"Começou, assim que ele foi preso, o presidente já tinha assumido."
"Ele" é Eduardo Cunha (PMDB-RJ), o ex-presidente da Câmara, cassado e preso por corrupção. O "presidente", Michel Temer. E o narrador, o delator Joesley Batista, dono do Grupo J&F, que detalhou aos investigadores da Operação Lava Jato a origem da gravação que levou o apocalipse à Brasília e reacendeu o debate sobre os limites da colaboração premiada e dos grampos.
Com um gravador escondido, Joealey registrou conversa com a autoridade máxima da República em que comunica supostos crimes de corrupção e obstrução à Justiça. Temer nega ilícitos e busca anular a prova.
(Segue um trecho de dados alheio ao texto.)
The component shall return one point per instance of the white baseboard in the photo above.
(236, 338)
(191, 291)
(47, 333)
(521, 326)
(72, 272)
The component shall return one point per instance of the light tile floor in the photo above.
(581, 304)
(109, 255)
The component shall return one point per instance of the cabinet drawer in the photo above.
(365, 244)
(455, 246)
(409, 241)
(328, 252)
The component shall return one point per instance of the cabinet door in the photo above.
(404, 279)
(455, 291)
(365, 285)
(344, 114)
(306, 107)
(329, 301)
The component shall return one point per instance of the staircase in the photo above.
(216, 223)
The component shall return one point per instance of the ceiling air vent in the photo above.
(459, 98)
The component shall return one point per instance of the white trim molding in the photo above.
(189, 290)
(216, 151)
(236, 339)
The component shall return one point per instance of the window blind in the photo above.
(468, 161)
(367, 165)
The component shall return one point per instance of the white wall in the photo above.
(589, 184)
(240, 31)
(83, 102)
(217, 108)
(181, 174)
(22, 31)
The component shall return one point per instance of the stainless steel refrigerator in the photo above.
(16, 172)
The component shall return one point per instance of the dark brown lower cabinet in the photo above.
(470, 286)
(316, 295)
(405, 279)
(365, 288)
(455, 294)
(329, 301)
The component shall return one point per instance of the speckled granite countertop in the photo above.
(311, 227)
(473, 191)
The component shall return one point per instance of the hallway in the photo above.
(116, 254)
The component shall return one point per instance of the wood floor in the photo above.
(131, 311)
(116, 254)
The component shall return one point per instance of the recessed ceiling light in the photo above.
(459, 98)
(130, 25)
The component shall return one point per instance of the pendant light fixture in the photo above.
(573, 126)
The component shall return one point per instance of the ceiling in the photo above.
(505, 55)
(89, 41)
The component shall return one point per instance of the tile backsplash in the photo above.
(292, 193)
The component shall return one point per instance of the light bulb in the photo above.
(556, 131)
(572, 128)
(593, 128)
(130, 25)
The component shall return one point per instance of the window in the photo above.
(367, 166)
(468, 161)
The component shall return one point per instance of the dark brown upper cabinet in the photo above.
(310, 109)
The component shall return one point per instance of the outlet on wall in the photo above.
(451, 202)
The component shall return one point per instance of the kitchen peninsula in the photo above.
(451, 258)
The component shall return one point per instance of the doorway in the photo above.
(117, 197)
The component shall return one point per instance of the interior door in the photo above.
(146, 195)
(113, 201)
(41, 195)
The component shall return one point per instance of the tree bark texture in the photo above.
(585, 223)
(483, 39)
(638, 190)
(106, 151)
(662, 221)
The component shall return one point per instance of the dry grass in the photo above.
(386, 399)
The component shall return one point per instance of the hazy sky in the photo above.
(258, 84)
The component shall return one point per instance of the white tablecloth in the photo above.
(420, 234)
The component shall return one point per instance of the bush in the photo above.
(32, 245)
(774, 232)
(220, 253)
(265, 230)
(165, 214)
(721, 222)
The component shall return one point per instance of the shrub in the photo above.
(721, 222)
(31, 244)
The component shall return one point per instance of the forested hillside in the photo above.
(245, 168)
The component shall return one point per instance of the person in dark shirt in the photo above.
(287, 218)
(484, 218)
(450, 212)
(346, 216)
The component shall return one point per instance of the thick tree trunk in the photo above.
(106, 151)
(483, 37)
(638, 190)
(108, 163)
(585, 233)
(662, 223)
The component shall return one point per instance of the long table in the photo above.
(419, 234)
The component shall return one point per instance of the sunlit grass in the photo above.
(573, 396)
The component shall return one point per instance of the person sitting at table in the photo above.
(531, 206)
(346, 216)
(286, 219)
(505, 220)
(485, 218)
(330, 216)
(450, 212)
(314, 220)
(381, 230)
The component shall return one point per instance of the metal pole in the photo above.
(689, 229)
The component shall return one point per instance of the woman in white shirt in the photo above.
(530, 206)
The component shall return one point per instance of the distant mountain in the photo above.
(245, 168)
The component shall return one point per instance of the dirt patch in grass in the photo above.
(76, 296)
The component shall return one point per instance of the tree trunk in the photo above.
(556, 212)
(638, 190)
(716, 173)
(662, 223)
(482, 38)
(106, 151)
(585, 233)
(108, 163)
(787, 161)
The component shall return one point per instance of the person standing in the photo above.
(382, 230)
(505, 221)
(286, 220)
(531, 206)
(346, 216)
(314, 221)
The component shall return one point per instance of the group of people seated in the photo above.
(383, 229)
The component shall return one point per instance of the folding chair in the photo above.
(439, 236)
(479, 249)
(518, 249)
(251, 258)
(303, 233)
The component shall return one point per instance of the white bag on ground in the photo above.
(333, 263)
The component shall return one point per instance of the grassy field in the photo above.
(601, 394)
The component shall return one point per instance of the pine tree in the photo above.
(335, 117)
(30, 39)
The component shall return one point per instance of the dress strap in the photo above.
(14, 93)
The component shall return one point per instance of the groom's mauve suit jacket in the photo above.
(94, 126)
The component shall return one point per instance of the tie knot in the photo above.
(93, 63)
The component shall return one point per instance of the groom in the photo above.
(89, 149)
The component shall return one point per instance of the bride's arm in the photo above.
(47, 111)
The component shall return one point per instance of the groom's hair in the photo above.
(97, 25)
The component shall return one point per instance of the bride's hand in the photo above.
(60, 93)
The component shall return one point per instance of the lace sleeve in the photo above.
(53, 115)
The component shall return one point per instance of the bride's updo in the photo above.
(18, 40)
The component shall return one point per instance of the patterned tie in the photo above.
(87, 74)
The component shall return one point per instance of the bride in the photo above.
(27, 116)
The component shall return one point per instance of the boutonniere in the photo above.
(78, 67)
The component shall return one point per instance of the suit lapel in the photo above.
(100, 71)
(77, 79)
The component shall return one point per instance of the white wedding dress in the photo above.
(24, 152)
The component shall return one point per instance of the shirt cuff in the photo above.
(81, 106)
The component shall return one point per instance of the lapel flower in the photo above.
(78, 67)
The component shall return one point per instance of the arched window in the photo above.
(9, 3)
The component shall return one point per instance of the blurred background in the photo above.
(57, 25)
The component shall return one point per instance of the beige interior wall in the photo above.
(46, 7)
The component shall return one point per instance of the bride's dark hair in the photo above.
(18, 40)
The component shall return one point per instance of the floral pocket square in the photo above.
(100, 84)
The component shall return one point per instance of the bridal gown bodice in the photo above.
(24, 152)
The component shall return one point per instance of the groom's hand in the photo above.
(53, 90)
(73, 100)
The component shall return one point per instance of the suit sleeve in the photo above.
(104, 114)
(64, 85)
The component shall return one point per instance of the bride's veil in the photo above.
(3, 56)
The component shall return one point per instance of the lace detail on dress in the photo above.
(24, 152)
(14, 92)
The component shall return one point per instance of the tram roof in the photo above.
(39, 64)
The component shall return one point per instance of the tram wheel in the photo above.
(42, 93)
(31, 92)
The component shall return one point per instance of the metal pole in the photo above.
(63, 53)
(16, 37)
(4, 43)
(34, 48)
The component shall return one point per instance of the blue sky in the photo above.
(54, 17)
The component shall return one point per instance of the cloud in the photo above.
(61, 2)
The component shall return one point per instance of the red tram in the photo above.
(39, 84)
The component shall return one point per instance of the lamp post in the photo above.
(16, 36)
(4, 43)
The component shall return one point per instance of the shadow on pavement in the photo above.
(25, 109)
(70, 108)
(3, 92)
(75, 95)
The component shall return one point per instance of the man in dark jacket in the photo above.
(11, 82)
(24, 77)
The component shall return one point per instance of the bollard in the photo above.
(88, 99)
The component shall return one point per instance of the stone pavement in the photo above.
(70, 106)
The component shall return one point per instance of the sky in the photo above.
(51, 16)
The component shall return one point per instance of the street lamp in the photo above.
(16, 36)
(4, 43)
"Entendo que ali existe um grupo, onde parte está preso, parte está no Poder", afirmouJoesley, em seu depoimento gravado pela Procuradoria-Geral da República (PGR). Em mais de uma hora de vídeo, ele fala sobre a relação com Temer e Cunha. (ouça o trecho, aos 11 min e 55 seg)
A delação do empresário e outros seis nomes ligados à J&F desencadearam a Operação Patmos, que encurralou Temer e o senador afastado Aécio Neves (PSDB-MG), sob suspeita de envolvimentos com crimes de corrupção, lavagem de dinheiro e obstrução à Justiça.
Iniciativa. "Foi inicialmente através do Geddel (Vieira Lima, ex-ministro). Quando Geddel foi preso, eu fui falar lá com o presidente", conta o delator.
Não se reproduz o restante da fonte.